(Getty Images/The Minnesota Reformer)
By Jasmine Winter
Here’s a notice a new mom shouldn’t receive:
“Your doctor ordered a test to see if the membranes around your baby were leaking. The procedure is not approvable under the plan clinical criteria because there is no proof or not enough proof that it works as well as other tests to check for ROM. For this reason, the request is denied as investigational and not medically necessary.”
Let’s start at the beginning: On Jan. 4, I went to an ultrasound appointment with my midwife. I was 38 weeks into a high-risk pregnancy, having spent my third trimester with twice-weekly appointments to monitor me and my son’s health. I had two days left of work. I’d worked retail full time through the pregnancy, and an induction was scheduled for a week later.
My midwife was concerned about the amount of amniotic fluid I had been leaking, and wanted me to immediately go to my hospital to be checked for signs of labor. I called my husband and warned him to be on standby should I need him to meet me at the hospital. I was quickly shown to a room, and tested for amniotic fluid leakage.
My mind raced as I laid waiting on the test results. The year before, I lost my first pregnancy when my water broke at 19 weeks. My body went into labor within 24 hours and my daughter was stillborn on my 25th birthday. This was a major factor in my high-risk pregnancy status, as well as my midwife’s concern.
Finally, the results came back: I was not in labor. I was sent away with instructions to take it easy until my induction on the 11th.

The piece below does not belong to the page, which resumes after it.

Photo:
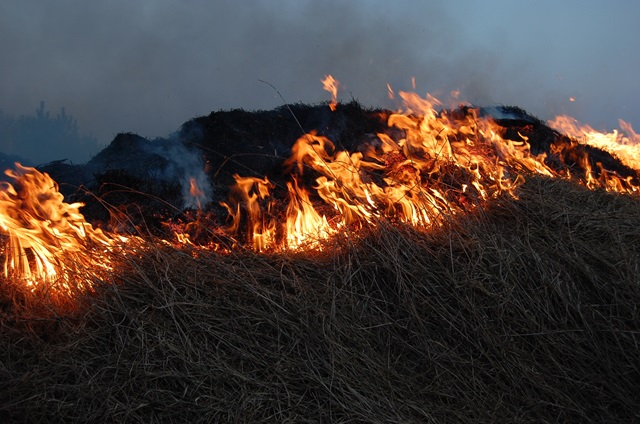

On Jan. 11 we welcomed my son into the world. It was my husband and I in face masks — no visitors were allowed in the hospital. We brought him home and entered a new chapter of sleeplessness, joy and lots of poopy diapers. We were tired but we were together.
Of course, the bills eventually rolled in. We were prepared for that: It cost us over $2,000 after insurance to lose our daughter at the hospital, and even more for the anesthesiologist. Several bills took additional back-and-forth with the hospital and the insurance company to get them settled. Sometimes not enough information was on file, sometimes the insurance company made mistakes. So I was tasked with combing through every bill and explanation of benefits that came in the mail.
Eventually, for my son’s birth, we paid well over $4,000, meeting my individual deductible and approaching our family deductible.
One bill, however, bounced between the insurance company and the hospital several times and was still not yet covered.
The leftover bill was for Jan. 4, the day I was tested for “rupture of membrane” — or as the rest of us call it, my water breaking. The insurer — called Anthem Blue Cross Blue Shield — repeatedly said they needed more information, and eventually denied the claim due to lack of proof that the test was necessary. That’s the note I got above.
I filed an appeal and had my midwife’s office send over the notes from the visit that spurred the hospital followup.
A notice from my insurance company dated Sept. 17 arrived on Sept. 23. It stated that on Sept. 22 a meeting would be held to review my appeal. The notice said I could attend the meeting via phone to present my grievance and answer any questions from the committee, as long as I reached out by Sept. 20. I would have loved to have stated my case, but that letter arrived on Sept. 23.
The committee deemed the procedure unnecessary, which meant we were stuck with the bill.
This isn’t the biggest claim we’ve had to pay; without insurance this bill is $675. That loss won’t destroy my little family, but it makes a difference. I still saw red when I got the verdict in those big professional words.
I want to know what they think I should have done when my midwife expressed concern and told me to go to the hospital. Should I have just gone to work instead?
When I got to the hospital and was told we were going to do an “evaluation of cervicovaginal fluid for specific amniotic fluid protein,” should I have said that wasn’t the correct test to perform?
Should I have just forgotten that I had an extremely unlikely premature labor before?
I’m going to do another appeal before biting my tongue and paying the bill. This year I’ve had to spend so much time with deductibles and billing summaries, and checking the work of people I don’t know, on bills I don’t understand, because each decision results in hundreds or sometimes thousands of dollars out of our pocket.
I’ve spent countless hours on this while breastfeeding on my couch.
This is not my first time dealing with bills that don’t feel fair. I once had a former apartment property manager contact me two years after moving out, claiming my roommate and I owed $1,200 in repairs. Once, after paying off a hospital stay, I was billed $900 over a year later for the physician who asked me inappropriate questions and prescribed me medications for diagnoses I did not have. That doesn’t even come close to what my student loans are going to get out of me.
I don’t even know any names of the people who decided that my claim was unnecessary, so maybe I shouldn’t take it personally.
But it’s hard not to, because this was my health and my baby’s health on the line.
In the final paragraph of the letter detailing their decision it says, “What’s next? This decision means this service isn’t covered by your health plan. It doesn’t mean that you should stop getting medical care. Only you and your doctor can decide what’s best for you.”
Funny, because it doesn’t feel that way.
Jasmine Winter is a queer mom and retail sales manager. She wrote this column for the Minnesota Reformer, a sibling site of the Pennsylvania Capital-Star, where it first appeared.